Research: Security Analysts Say SOC Turnover is on the Rise

Published On: September 16, 2019Categories: Buzz, Uncategorized

CriticalStart, a Plano, Texas-based provider of Managed Detection and Response (MDR) services, has published new research revealing that Security Operations Center (SOC) analysts continue to face an overwhelming number of alerts each day that are taking longer to investigate. A growing number of these SOC analysts have come to believe that their primary job is simply to “reduce the time it takes to investigate alerts,” according to the report, which also states this phenomenon may also be a contributing factor to analyst churn.

The company’s second annual report, entitled “The Impact of Security Alert Overload,” surveyed SOC professionals across enterprises, MSSPs, and MDR providers to evaluate the state of incident response within SOCs from a variety of perspectives, including alert volume and management, business models, customer communications as well as SOC analyst training and turnover.

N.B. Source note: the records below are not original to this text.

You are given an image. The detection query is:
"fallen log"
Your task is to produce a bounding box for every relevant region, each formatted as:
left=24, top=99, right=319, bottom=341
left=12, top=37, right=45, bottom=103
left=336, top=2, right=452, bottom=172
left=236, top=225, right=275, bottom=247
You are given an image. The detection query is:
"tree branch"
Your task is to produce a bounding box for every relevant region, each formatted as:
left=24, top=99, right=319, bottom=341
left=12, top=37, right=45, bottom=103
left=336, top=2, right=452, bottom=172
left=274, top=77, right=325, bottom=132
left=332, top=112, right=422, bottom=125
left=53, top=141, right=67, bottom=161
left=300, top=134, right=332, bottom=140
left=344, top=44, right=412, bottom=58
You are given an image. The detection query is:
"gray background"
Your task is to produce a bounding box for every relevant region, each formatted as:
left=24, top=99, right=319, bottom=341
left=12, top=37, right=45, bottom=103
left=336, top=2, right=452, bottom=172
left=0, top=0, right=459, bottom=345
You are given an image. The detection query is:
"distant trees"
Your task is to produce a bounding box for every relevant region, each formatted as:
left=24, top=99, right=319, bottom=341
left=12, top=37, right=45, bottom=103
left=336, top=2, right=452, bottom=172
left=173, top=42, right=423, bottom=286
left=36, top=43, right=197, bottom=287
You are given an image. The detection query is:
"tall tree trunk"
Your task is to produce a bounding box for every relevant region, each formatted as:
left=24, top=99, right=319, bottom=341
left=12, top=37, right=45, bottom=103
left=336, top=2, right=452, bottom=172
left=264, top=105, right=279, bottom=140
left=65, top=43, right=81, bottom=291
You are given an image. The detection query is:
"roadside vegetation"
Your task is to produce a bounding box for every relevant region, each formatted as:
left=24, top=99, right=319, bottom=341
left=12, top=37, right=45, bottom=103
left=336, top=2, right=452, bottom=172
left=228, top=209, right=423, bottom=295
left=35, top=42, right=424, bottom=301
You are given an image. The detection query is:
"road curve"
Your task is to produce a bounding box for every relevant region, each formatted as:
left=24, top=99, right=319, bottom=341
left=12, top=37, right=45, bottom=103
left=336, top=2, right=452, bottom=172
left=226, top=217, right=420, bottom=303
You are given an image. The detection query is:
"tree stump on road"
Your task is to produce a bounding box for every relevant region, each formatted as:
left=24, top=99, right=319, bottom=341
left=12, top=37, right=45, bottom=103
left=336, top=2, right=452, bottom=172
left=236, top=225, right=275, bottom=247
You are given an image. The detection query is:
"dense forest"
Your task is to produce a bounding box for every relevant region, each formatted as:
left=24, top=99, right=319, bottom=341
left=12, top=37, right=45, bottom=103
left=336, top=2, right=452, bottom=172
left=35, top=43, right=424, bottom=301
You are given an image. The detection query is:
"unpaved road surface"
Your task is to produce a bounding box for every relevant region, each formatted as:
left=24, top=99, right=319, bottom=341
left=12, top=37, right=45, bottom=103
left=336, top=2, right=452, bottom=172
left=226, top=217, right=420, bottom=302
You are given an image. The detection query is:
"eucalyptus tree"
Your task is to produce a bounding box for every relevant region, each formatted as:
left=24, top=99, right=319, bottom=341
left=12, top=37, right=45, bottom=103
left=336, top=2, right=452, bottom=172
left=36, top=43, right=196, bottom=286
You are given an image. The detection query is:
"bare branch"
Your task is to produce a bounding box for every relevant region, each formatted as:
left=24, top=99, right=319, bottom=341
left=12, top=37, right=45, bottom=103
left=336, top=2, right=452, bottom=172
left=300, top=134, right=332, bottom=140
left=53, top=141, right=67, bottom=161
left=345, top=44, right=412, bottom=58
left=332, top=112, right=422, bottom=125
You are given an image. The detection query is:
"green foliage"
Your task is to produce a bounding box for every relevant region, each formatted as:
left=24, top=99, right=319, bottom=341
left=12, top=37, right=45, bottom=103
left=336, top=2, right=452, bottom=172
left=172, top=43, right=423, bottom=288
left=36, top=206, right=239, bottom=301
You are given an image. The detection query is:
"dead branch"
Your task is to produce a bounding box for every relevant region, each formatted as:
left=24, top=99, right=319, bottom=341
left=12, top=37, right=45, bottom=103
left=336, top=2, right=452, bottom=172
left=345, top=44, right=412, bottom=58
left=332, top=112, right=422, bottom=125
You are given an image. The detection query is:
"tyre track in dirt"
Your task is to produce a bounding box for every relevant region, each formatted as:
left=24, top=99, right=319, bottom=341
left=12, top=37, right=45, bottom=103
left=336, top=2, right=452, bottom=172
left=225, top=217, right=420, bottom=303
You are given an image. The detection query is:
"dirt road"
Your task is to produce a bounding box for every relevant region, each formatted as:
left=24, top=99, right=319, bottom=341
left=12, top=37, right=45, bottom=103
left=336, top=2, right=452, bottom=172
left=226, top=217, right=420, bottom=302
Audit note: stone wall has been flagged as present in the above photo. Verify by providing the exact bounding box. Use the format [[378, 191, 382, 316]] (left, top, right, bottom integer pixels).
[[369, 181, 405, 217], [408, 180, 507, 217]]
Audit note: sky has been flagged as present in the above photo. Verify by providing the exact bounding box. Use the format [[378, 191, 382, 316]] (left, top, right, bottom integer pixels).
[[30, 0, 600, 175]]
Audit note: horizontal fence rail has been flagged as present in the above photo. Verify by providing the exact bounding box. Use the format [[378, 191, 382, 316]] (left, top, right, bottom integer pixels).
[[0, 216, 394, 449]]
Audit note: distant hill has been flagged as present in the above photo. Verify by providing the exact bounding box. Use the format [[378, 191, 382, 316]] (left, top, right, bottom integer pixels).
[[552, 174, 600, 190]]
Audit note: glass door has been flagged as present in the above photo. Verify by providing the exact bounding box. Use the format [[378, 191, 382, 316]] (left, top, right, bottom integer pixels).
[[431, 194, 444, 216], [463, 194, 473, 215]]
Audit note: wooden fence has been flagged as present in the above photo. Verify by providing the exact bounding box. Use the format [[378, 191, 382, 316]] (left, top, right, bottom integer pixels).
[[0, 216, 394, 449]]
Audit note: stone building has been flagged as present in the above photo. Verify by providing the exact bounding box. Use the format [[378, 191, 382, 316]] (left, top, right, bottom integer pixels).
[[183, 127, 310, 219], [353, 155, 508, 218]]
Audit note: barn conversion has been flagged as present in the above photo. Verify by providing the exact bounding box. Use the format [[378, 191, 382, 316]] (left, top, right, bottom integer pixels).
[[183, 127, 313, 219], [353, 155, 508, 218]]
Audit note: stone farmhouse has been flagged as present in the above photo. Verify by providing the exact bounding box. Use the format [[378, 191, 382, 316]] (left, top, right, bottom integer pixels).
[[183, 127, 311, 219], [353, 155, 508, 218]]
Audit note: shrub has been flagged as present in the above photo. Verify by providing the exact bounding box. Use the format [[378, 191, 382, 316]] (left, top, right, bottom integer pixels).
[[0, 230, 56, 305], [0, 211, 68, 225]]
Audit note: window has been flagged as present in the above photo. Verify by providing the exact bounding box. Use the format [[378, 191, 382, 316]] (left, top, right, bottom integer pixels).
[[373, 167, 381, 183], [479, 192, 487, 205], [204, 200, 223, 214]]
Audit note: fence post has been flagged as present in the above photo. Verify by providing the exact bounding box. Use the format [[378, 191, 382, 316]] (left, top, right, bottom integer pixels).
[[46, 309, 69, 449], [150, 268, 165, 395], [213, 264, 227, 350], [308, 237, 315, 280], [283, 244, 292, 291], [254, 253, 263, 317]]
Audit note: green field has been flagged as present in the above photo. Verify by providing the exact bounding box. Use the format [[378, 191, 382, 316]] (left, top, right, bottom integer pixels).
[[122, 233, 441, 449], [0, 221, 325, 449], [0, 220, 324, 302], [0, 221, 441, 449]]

The survey also found that 70 percent of respondents investigate 10+ alerts each day (up from 45 percent last year) while 78 percent state that it takes 10+ minutes to investigate each alert (up from 64 percent last year). In addition, false-positives remain a struggle, with nearly half of respondents reporting a false-positive rate of 50 percent or higher, almost identical to last year.

With this volume of alerts, 38 percent say their SOC either tries to hire more analysts or turn off high-volume alerting features deemed too noisy, both up significantly from last year. The number of respondents that feel their main job responsibility is to analyze and remediate security threats has dropped dramatically from 70 percent down to 41 percent, as analysts increasingly believe their role is to reduce alert investigation time or the volume of alerts.

Nearly half of respondents say they get 20 or fewer hours of training per year.

“The research reflects what we are seeing in the industry – as SOCs get overwhelmed with alerts, they begin to ignore low to medium priority alerts, turn off or tune out noisy security applications, and try to hire more bodies in a futile attempt to keep up,” said Rob Davis, CEO at CriticalStart. “Combine that stressful work environment with no training and it becomes clear why SOC analyst churn rates are so high, which only results in enterprises being more exposed to risk and security threats.”

Channel Impact®
The data suggests that the industry needs to take a renewed focus on managing alerts, investigation time, and the volume of false-positives.